OAuth Configuration for Office 365 Exchange Online

This article provides instructions for configuring EMS Exchange Integration Web Service (EIWS) to access 365 mailboxes using OAuth with Microsoft Exchange Web Services. You can do this in EMS update 34 or later.

If this service is enabled, the service account with application Impersonation permissions no longer needs access to 365 mailboxes and the scope of permissions for that account can be reduced to only your on premise mailboxes.

If you are using a hybrid environment, this service account will still be used to access the on premise mailboxes.

Application registration in Azure Active Directory (AD)

To register an application in Azure AD:

1. Log into portal.azure.com with the appropriate admin account.

2. Click Azure Active Directory in the menu.

3. Under Manage, choose App registrations.

4. Choose New registration.

5. Enter a name.

6. Set Supported account types as appropriate for your scenario.

7. Click Register.

Configure permissions in Azure AD

To configure permissions in Azure AD:

  1. In App registrations, select the application registered in the previous section.
  2. Under Manage, click API Permissions.
  3. Choose Add a permission.
  4. Under APIs my organization uses, type “office” in search box and select Office 365 Exchange Online.
  5. Under Applications permissions choose the full_access_as_app.

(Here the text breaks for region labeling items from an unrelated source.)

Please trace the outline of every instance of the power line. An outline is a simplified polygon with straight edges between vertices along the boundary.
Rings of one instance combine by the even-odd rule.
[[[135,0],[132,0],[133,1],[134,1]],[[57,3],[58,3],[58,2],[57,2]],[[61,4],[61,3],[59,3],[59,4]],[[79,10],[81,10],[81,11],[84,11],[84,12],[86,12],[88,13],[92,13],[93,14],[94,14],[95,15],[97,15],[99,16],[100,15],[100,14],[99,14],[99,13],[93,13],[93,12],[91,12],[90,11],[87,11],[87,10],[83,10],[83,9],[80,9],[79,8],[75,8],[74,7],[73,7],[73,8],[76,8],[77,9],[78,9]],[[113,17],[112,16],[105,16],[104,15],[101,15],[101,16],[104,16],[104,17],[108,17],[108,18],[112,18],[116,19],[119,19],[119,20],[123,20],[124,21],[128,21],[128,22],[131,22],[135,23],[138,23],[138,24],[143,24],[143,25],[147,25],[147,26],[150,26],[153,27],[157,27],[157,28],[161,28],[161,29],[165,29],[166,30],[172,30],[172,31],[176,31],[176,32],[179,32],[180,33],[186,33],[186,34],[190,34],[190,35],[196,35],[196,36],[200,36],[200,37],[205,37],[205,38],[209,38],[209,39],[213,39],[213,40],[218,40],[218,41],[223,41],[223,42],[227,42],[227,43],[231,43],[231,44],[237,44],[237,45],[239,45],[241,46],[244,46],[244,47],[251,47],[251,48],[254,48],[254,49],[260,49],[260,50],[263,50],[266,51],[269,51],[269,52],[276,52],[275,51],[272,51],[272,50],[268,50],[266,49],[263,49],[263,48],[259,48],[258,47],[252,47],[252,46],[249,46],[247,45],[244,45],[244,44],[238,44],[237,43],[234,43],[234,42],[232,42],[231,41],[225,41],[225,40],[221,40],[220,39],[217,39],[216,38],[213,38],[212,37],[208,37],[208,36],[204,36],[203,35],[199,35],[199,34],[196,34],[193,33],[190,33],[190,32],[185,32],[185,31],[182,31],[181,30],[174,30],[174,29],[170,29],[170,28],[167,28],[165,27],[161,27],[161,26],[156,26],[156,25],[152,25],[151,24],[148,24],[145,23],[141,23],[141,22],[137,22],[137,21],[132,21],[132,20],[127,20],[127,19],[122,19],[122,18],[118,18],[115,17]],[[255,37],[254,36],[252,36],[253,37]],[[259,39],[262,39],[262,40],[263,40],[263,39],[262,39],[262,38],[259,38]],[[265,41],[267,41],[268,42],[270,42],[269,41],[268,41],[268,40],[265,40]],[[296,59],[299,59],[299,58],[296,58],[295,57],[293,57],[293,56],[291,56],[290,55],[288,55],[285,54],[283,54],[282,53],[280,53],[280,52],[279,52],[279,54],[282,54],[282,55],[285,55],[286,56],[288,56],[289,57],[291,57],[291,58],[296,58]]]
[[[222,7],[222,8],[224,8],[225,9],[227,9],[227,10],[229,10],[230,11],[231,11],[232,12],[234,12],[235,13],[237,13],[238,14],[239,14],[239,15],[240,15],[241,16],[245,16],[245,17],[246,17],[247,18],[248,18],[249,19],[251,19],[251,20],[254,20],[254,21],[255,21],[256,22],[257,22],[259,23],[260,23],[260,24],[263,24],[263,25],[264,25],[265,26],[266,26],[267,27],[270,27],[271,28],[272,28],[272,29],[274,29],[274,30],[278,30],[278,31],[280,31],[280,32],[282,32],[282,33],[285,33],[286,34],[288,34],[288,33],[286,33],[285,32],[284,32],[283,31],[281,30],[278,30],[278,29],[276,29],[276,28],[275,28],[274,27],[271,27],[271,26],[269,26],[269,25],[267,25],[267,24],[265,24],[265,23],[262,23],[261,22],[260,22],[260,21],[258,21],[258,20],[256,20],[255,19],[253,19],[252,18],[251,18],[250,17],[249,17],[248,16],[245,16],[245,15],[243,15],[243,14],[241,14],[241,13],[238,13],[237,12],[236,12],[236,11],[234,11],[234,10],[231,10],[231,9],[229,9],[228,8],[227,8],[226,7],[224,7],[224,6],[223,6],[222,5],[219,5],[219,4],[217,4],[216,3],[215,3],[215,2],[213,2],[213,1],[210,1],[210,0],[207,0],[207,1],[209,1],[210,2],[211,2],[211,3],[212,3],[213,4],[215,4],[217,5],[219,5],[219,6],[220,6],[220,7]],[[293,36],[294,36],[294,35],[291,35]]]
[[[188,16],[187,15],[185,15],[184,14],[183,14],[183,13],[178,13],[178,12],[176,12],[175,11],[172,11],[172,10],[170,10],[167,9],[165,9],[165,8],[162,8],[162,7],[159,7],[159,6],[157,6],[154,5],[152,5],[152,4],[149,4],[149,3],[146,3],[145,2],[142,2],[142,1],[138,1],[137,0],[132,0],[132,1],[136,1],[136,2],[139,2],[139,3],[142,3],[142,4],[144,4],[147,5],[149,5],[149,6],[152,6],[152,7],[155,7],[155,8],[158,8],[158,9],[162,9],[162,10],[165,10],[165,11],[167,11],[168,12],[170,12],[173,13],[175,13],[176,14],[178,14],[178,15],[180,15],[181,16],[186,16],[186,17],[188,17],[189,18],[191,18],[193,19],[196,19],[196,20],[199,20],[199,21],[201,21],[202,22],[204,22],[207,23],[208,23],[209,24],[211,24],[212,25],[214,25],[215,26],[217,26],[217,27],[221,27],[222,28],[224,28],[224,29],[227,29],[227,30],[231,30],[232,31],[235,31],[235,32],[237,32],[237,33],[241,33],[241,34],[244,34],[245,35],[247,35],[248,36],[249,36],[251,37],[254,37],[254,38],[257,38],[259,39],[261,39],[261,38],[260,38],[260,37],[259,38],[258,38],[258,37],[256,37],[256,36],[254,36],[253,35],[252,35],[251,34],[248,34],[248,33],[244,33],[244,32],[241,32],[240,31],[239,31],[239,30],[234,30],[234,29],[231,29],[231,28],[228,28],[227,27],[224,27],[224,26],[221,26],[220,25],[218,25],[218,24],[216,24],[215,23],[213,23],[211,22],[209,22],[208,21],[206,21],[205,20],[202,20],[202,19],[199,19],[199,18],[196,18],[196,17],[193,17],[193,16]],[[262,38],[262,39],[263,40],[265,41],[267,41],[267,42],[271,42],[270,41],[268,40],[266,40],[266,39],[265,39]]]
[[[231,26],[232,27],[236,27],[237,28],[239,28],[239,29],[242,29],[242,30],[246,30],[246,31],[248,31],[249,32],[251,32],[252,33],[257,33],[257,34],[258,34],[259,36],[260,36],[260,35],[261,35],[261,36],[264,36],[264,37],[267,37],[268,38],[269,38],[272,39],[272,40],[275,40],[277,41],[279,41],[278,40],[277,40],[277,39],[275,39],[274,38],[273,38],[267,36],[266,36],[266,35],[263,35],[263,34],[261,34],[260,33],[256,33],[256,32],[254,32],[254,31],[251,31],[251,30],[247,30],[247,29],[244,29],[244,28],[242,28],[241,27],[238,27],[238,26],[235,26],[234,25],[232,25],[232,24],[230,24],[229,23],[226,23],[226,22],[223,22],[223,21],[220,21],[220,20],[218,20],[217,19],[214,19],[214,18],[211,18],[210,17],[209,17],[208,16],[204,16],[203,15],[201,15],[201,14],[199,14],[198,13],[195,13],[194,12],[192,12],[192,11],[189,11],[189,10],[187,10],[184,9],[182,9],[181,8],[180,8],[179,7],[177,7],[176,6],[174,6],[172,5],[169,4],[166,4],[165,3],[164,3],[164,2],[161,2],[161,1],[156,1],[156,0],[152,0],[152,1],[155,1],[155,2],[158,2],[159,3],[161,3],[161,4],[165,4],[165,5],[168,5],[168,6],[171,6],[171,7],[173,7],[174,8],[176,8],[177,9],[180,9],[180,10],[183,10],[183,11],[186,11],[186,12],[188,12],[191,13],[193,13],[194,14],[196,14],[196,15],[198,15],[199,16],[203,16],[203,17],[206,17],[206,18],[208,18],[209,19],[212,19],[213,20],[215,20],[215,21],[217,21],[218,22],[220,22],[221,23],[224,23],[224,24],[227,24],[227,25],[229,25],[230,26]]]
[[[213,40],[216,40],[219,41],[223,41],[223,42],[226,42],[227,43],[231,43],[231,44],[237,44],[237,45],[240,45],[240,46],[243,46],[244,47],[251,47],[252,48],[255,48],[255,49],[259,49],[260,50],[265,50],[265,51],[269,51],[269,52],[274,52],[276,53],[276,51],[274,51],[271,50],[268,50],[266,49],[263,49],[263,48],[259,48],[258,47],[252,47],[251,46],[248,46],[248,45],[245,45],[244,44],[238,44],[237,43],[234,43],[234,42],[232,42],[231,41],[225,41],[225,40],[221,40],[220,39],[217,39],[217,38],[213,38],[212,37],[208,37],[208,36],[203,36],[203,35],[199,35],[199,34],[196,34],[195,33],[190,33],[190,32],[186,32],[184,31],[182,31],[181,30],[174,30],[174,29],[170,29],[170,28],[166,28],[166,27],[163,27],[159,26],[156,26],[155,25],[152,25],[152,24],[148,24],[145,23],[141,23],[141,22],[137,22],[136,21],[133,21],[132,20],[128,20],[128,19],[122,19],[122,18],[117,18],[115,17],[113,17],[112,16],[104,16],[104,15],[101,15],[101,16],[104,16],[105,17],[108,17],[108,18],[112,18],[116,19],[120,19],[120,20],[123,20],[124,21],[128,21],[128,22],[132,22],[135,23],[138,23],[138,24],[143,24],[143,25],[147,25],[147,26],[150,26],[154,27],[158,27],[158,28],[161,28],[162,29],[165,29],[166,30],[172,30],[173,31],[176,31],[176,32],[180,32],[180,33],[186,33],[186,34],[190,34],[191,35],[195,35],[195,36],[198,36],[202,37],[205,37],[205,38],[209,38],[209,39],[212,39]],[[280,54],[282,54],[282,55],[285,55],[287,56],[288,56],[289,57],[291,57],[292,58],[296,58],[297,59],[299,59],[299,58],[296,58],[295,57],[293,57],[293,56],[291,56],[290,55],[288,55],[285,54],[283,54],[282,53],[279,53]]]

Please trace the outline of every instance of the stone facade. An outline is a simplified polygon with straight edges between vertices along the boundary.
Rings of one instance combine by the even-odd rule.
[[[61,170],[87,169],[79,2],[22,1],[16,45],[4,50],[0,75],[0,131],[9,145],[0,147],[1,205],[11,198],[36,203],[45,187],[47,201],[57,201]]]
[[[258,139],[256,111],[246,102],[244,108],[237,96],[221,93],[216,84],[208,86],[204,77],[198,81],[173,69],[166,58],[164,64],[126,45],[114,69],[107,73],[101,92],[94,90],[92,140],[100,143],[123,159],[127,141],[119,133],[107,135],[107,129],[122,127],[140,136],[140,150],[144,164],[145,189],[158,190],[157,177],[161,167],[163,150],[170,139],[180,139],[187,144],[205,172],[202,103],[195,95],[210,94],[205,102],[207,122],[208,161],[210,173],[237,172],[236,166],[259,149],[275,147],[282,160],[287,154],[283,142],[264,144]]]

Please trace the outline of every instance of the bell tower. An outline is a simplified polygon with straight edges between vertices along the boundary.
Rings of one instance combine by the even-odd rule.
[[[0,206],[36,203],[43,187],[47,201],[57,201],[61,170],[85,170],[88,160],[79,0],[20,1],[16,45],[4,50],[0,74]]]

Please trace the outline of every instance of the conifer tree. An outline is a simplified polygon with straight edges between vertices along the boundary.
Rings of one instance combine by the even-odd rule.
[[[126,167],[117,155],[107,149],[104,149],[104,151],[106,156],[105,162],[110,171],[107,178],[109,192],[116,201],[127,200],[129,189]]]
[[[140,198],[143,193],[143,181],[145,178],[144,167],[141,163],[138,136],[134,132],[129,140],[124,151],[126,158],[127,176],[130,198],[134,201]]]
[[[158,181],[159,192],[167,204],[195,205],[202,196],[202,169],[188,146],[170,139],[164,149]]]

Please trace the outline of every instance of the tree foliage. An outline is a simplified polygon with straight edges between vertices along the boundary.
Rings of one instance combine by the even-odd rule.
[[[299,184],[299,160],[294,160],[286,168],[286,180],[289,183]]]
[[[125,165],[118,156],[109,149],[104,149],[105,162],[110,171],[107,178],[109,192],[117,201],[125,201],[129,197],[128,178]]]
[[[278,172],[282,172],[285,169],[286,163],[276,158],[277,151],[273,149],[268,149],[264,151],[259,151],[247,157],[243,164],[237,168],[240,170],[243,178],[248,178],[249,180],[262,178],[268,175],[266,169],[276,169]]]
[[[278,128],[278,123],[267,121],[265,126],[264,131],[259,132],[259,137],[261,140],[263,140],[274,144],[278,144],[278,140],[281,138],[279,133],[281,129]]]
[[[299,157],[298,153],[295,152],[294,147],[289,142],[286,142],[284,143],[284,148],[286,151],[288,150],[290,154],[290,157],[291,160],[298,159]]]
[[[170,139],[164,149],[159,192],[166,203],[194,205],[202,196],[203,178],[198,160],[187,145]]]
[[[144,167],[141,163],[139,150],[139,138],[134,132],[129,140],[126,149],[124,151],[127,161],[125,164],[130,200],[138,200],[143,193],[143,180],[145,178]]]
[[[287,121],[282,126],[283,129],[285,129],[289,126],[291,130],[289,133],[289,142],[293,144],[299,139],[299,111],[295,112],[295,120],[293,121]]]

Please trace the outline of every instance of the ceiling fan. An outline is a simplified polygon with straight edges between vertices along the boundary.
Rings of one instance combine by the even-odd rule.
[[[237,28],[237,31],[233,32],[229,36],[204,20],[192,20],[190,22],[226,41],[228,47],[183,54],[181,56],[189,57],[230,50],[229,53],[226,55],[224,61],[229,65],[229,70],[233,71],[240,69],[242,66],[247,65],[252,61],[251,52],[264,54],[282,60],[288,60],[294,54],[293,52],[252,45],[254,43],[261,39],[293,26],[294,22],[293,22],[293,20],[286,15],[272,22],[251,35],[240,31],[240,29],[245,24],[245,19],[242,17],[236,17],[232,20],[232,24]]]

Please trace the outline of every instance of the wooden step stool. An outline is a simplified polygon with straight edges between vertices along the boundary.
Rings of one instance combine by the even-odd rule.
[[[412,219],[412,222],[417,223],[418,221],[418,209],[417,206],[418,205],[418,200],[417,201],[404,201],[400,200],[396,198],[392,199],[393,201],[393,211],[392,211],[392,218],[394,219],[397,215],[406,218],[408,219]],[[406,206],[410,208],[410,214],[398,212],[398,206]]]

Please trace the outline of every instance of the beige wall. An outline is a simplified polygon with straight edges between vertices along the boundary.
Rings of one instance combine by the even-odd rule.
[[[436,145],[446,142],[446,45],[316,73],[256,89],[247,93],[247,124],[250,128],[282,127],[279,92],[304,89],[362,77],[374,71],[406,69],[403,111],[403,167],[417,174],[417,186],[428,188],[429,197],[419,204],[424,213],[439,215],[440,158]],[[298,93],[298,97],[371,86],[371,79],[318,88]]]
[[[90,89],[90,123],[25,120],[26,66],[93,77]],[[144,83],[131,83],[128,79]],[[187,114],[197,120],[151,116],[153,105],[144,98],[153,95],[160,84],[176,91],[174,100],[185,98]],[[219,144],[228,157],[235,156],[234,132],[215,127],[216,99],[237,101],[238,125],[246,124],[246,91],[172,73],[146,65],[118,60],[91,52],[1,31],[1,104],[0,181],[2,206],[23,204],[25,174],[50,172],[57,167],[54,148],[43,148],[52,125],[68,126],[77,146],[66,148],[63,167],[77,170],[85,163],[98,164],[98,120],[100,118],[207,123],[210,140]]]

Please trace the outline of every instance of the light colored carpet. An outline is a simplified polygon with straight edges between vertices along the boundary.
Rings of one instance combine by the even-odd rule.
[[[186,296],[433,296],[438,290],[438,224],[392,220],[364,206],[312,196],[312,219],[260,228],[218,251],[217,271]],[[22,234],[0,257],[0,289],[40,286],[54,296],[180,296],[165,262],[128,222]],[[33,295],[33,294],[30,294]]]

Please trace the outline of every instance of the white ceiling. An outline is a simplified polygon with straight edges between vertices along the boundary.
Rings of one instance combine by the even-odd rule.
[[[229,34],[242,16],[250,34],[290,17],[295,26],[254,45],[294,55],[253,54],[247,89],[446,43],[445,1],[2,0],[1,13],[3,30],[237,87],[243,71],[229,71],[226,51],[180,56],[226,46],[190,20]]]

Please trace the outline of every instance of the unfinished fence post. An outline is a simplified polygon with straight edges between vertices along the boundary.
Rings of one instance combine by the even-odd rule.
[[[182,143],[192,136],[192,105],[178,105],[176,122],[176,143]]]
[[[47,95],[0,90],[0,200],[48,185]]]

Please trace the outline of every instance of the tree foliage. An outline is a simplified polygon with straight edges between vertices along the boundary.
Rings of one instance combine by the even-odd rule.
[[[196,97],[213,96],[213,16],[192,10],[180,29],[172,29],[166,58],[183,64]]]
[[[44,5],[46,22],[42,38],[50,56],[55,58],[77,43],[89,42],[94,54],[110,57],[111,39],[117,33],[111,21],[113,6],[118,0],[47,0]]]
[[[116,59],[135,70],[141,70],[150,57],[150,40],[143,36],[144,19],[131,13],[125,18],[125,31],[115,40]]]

    If you previously created an app for Exchange-to-EMS Synchronization for EMS for Microsoft Exchange (formerly Exchange Room Integration), you can add the full_access_as_app permission to your existing app.

  6. Click Done.
  7. Under Grant Consent, select Grant admin consent for (your domain here).
  8. Select Yes.

    The permissions appear in the list.

  9. Under Manage, click Certificates and Secrets.
  10. Select New Client Secret.
  11. Choose an expiration window. We recommend None.

    Don't enter a value. Click Save.

    A value appears.

  12. Copy and make note of that value, since this is the only time it appears.
  13. From the Overview section, copy the Application ID and Tenant ID to add to the EMS configuration.

EMS Exchange Integration Web Service configuration

To configure the EMS Exchange Integration Web Service to use OAuth:

  1. Add Application ID, Tenant ID, and ClientSecret value to the respective configuration fields on ExchangeIntegrationWebService/pamconfig.aspx
  2. Select OAuth.

    If the Application ID, Tenant ID, and ClientSecret have already been saved to EMS you don't have to save them again. In this case, select Use OAuth for Office 365 Exchange Web Services.